As promised in a comment to my previous blog post, I’m going to discuss an etymological question: the origin and structure of the numeral ‘4’ in the Indo-European languages.

The Proto-Indo-European numeral ‘four’ had several intriguing properties. It was the largest non-complex cardinal number that agreed grammatically with a noun it modified. Consequently, it was inflected for gender and case, like any ordinary adjective. It shared that property with the words for ‘one’, ‘two’ and ‘three’. For obvious semantic reasons, their declension was defective: ‘one’ was normally singular, ‘two’ was declined only in the dual number, and ‘three’ and ‘four’ only in the plural.

The fourth is for luck.

The basic forms of the numeral ‘4’ (as reconstructed in handbooks) were the animate “count plural” *kʷetwores and the inanimate (neuter) “collective plural” *kʷetwōr (from earlier *kʷetwor-h₂). There is some uncertainty about the accentuation of these forms: some reconstruct them with PIE stress on the first syllable, others on the second (the comparative evidence is not unambiguous).

Proto-Indo-European probably had no feminine gender as a formal category, but it had ways to express femininity in derivatives. Curiously, the numerals ‘three’ and ‘four’ seem to have had feminine forms, preserved only in Celtic and Indo-Iranian. They are reconstructed as *tisres ‘3’ and *kʷetesres ‘4’. The final *-es is the familiar nom.pl. ending of animate stems ending in a consonant, but the rest looks baffling. The suffix *-sr-, known also from the Anatolian languages, where it forms nouns denoting human females, probably reflects an archaic, almost completely abandoned word for ‘woman’ (*ser-), although the zero grade (absence of a vowel) in the nom.pl. is aberrant; the initial part (*ti-, *kʷete-) looks in either case like the badly mangled residue of an actual numeral stem. Given the normal rules of IE word-formation, we would expect something like *trí-sor-es and *kʷétwr̥-sor-es. The characteristic “defects” of the attested forms are nevertheless shared between Celtic and Indo-Iranian; they must therefore go back at least to their most recent common ancestor. Such distortions are not quite unexpected in compound words, which commonly lose their transparency through irregular simplification.

Let’s ask a stupid question: what is *kʷetwores/*kʷetwōr the plural of? I mean, if it’s really an adjective, perhaps it had an older “etymological” meaning before it became part of the numeral system? If we strip off the inflections, what remains is the stem *kʷetwor-/*kʷetwr- (the second vowel is lost in so-called “weak” case-forms like loc.pl. *kʷetwr̥sú).
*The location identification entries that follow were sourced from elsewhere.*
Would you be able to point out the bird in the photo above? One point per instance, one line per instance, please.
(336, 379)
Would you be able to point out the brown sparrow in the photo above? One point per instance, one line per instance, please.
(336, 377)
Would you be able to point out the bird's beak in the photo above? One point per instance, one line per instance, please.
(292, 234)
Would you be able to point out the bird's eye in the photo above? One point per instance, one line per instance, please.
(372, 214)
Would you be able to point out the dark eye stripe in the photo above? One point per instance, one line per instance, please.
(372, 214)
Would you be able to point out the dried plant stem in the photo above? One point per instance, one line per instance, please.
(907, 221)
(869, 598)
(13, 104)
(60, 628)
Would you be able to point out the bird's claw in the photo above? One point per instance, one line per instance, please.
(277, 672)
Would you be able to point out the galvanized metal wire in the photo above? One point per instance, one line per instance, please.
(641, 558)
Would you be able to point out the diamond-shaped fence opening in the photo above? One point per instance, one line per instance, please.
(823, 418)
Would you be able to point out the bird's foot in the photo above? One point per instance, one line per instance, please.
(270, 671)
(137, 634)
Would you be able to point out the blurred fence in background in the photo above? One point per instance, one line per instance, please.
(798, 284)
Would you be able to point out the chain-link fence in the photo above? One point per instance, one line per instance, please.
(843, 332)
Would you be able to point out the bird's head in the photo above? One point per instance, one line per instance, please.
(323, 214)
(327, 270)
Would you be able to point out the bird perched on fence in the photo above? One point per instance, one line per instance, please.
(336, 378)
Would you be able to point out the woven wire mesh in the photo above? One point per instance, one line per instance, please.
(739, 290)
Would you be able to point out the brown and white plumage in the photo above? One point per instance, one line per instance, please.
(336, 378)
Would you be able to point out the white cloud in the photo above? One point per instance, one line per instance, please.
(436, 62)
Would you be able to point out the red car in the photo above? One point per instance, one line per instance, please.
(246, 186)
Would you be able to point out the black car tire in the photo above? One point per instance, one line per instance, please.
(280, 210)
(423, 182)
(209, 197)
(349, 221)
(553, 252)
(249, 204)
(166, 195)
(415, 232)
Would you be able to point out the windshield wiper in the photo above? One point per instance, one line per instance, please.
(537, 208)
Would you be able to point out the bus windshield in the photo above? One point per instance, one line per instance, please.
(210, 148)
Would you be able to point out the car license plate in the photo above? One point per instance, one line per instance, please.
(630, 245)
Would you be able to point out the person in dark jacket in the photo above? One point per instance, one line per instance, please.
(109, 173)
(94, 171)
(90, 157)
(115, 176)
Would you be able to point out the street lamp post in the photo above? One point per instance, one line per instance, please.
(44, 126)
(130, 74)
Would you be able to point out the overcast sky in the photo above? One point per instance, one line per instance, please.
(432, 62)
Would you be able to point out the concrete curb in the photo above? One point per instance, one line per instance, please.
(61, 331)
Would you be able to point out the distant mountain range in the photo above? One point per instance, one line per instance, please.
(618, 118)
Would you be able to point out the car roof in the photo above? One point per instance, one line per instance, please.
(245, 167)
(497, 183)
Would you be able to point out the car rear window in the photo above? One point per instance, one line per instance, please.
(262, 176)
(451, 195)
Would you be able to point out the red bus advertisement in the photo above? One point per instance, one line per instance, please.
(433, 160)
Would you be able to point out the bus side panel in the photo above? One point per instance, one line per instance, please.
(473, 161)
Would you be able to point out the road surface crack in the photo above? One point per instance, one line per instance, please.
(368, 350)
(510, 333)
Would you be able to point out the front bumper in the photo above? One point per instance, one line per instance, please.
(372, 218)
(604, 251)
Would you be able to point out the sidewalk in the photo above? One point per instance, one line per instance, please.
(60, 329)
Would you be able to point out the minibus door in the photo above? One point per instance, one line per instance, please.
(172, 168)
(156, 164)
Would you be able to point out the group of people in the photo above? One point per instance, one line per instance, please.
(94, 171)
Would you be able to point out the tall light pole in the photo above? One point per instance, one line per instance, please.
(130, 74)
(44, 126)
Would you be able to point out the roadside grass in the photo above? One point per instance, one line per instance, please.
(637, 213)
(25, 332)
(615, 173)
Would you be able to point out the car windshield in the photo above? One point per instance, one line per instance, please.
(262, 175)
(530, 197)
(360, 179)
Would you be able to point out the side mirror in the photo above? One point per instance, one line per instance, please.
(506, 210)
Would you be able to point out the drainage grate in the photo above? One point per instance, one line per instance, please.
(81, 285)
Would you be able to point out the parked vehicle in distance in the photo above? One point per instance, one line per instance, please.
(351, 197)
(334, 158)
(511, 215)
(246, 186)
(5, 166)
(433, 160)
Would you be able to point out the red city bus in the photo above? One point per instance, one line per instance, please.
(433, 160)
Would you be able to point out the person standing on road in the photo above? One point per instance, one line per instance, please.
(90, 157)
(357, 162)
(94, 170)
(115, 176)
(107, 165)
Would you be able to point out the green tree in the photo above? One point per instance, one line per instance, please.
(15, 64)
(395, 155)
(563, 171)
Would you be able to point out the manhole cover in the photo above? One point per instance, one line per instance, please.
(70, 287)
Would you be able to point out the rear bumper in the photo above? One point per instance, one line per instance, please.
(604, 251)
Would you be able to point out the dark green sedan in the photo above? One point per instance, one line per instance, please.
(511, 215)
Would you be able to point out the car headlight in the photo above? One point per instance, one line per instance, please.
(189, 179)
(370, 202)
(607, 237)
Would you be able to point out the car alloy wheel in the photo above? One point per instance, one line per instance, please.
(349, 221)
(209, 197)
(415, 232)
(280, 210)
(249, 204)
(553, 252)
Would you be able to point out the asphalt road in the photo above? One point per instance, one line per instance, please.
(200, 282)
This “bare” stem also occurs as a compositional variant of ‘four’, sometimes with the final segments reversed (*kʷetwr̥- ~ *kʷetru-).

An Indo-European stem with four consonants and two vowel slots must have been morphologically complex at some point. The most likely division into morphemes would be *kʷet-w(o)r-. The *-w(o)r- part looks familiar. A suffix of this form is found in a number of Indo-European nouns, typically inanimate abstracts derived from verb roots. We also find it e.g. in the PIE word for ‘fire’, *páh₂wr̥, which is not obviously deverbal (though a connection with *pah₂- ‘guard’ is thinkable). We also have at least one evidently archaic example od an adjective built in the same manner. Beside the inanimate noun *p(e)iH-wr̥ ‘fat’ (Greek pĩar) we find an adjective meaning ‘fat, fertile’ whose masculine form was *p(e)iH-won-; its neuter must have been originally identical with the noun, and a suffixed feminine *piH-wer-ih₂ was added to the paradigm as the IE gender system developed a three-way contrast (I use the cover symbol *H here for a laryngeal whose “index” is hard to determine). Note the consonant alternation in the suffix: it’s characteristic of an entire class of neuters, so-called r/n-stems. They show *-r in the nom./acc. singular and collective (e.g. *páh₂-wōr, the collective of the ‘fire’ word), but *-n- in the remaining cases (like the gen.sg. *ph₂-wén-s). The variant *-n- is also expected in related animate forms, with the strange exception of *-r- occurring before the femininising suffix *-ih₂, as illustrated by the preserved forms of the adjective ‘fat’. The striking agreement between Greek píōn (m.), píeira (f.) and Vedic pī́van- (m.), pī́varī (f.) shows that this unusual alternation is inherited.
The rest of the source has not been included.